Computer application support of bidirectional languages requires much more effort than usual languages with unique alphabets. With regular languages, you'll simply make up a new 8-bit character set (e.g. KOI8-R, ISO-8859-5 and CP-1251 for Cyrillic), map your keyboard and all your legacy applications are set. Bidirectional languages require you to display the text with reversed strings, going through a special BiDi algorithm, create special input widgets etc. Simply "reversing it all" isn't acceptable, since we have "mixed" sentences, with numbers and occasional English (or any other left-to-right script) names and phrases.
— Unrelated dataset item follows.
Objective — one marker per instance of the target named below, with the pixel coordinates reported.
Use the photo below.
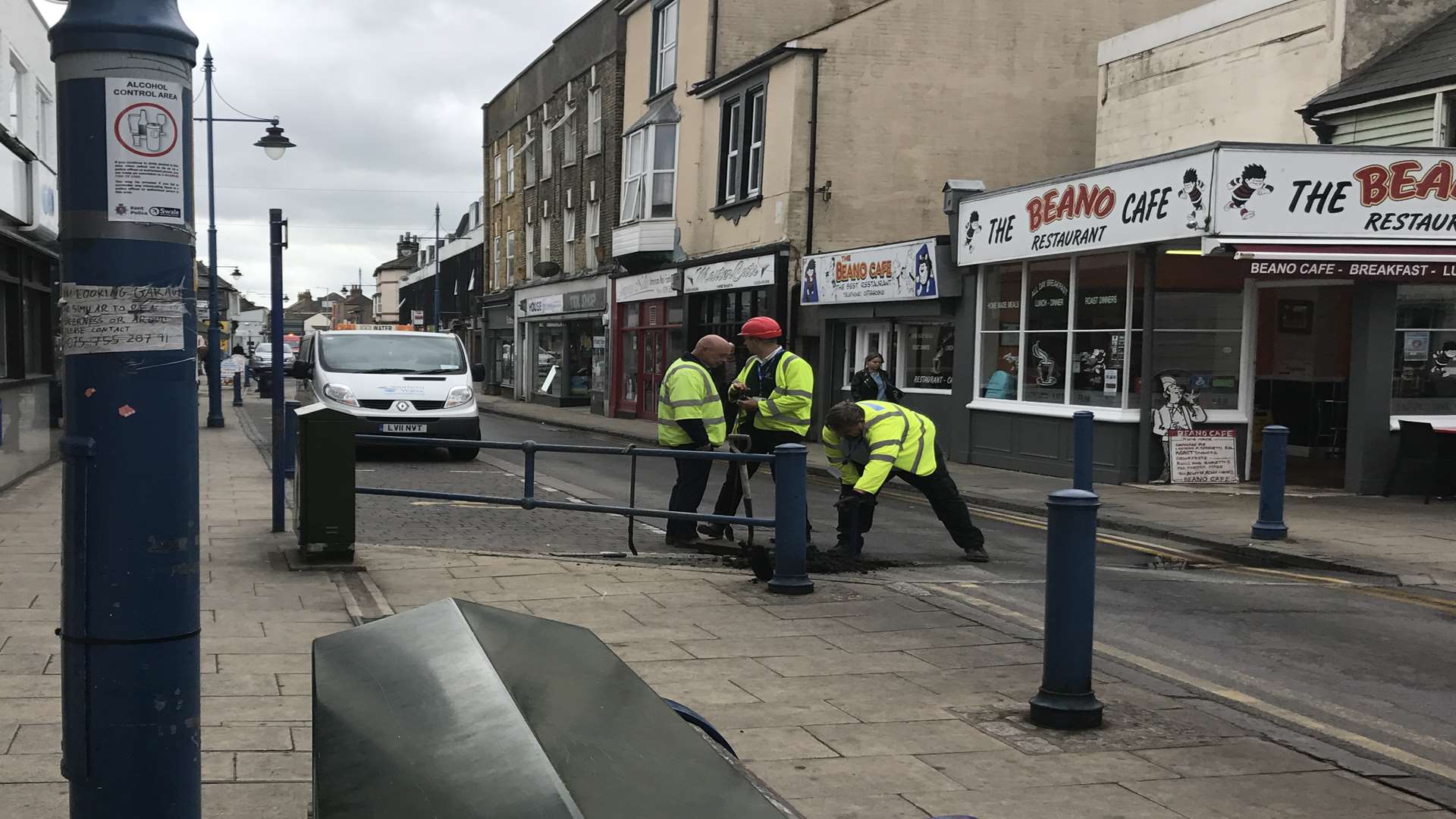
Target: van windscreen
(392, 353)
Hebrew support on modern systems is achieved with support on the widget ("control" in Microsoft-speak) level (e.g. in Hebrew-enabled Microsoft Windows and Apple's Hebrew support), modifying the text printing routines and the input widgets. This will provide Hebrew support in simple applications "transparently". Further work is usually required to make a complex application support Hebrew (e.g. a web browser, a word processor).

Bidirectional text can be stored either:

"Visual" is the old way, which required no Hebrew support at all on legacy viewer applications (text viewers, browsers), while Logical is known as the right way (according to Microsoft and The Unicode Consortium). The Unicode Standard Annex #9 defines the BiDi algorithm which should be used to convert Logical strings into their visual form (typically to be rendered on the screen, on paper etc.). Complete description of the issues involved in BiDi (run direction, overrides etc.) are out of the scope of this node.

In the 1960s, some Israeli doctor had proposed a system called "The Karmelitic Script", which offered to transliterate Hebrew in English, left-to-right, and put an end to the madness, but it never caught on. In 1985, Apple introduced integrated Hebrew support (on the widget level), and so has Microsoft Israel (at least since Windows 3.0). X toolkits are very slow catching up on this field (there were Hebrew-supporting Motif versions for years, but toolkits such as Qt and Gtk only begun supporting Hebrew around 2001). This is one of the blocks on the entrace of free desktops into Israel and Arabic-speaking countries.

Arabic also has the further complexity of being a rather beautiful script, where different letters are connected to one another (ligatures), and their shapes vary depending on their location in the word (first letter, middle letter, final letter). When typing, after you type-in a letter, the letter before it will change from its "final" form to the interconnected form. That's an issue to be taken care of by the text rendering engine.